Riassumendo i casi in Messico e Colombia, Teresa Flores, in una presentazione lo scorso 9 giugno, ha concluso che “ossiamo dire che il fenomeno dell'autocensura non si configura solo quando un cristiano non manifesta apertamente manifestare la sua fede e le sue convinzioni religiose, ma si riferisce anche a situazioni in cui i cristiani non possono esprimere i propri punti di vista religiosi su questioni controverse. La ricerca rivela che sociale la pressione è anche un fattore molto influente di autocensura".

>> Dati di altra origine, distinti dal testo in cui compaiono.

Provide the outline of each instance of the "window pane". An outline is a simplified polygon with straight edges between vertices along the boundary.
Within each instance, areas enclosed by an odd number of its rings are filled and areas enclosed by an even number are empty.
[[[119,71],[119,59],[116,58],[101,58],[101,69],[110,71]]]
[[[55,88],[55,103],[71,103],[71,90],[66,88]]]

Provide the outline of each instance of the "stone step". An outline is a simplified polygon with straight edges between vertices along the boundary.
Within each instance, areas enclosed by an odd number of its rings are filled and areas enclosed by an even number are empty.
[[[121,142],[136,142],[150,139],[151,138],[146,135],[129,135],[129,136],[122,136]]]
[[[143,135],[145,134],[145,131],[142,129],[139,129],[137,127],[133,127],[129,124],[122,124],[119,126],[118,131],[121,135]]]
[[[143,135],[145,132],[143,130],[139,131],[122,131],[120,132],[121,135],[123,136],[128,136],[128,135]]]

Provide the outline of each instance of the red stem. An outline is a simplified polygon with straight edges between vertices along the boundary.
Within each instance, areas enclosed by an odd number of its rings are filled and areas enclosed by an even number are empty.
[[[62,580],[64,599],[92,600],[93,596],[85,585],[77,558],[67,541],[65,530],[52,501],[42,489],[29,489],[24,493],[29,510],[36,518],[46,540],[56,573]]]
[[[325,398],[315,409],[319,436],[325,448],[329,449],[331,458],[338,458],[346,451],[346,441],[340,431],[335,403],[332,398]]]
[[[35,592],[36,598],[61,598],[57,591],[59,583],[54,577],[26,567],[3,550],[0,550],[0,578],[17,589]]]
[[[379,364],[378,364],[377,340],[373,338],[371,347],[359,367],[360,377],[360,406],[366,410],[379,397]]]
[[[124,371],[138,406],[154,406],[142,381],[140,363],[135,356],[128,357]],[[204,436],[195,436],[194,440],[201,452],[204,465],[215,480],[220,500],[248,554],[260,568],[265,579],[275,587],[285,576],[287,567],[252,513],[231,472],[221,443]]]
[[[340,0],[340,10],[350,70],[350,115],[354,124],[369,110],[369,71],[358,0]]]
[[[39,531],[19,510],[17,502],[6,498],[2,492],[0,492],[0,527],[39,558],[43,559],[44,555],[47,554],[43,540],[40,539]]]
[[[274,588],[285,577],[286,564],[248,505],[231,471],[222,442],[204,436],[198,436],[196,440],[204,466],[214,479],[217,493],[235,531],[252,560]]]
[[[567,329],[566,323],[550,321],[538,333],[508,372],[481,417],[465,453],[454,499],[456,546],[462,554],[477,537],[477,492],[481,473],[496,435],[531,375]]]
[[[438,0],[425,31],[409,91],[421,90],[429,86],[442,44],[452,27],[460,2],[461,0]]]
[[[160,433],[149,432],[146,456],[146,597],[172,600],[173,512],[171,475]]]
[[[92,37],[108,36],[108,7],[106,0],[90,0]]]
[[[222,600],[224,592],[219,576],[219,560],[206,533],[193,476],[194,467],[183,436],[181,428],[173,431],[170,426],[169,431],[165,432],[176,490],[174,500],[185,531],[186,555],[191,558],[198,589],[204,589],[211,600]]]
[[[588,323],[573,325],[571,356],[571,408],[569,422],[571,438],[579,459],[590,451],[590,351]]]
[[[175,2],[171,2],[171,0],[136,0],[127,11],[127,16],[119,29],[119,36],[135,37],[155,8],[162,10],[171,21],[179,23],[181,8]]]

Dennis P. Petri, editore del rapporto, ha commentato: “Sappiamo dei casi giudiziari, delle minacce, ecc. Sappiamo da dove viene l'intolleranza secolare, sappiamo come si manifesta, ma non lo sappiamo conoscerne l'intensità. Abbiamo difficoltà a determinare in che modo influisca sulla Chiesa e la vita cristiana. Il problema con l'intolleranza secolare e con l'autocensura è quello succede molto spesso ma su piccola scala. Ma tutti quei piccoli incidenti si sommano. Ed ecco quando possiamo usare questa analogia di ‘morte per mille tagli. Un piccolo taglio non ti uccide, ma mille tagli possono. Può danneggiare la libertà religiosa.“

Simon Calvert ha spiegato che si è arrivati ad un livello di autocensura in cui “la gente pensa che esprimere delle opinioni cattoliche sia contro la legge, e ovviamente non lo è”.

È una dinamica molto presente in Paesi di secolarizzazione, come il Canada che Papa Francesco visiterà presto.

Magdalene Enzlberger, ha notato infine che “questi risultati non dovrebbero portare a paura, divisione o risentimento, ma piuttosto ad una migliore comprensione di quanto abbiamo bisogno di una società pluralistica, dove tutti possiamo parlare senza ripercussioni di vivere la nostra fede”.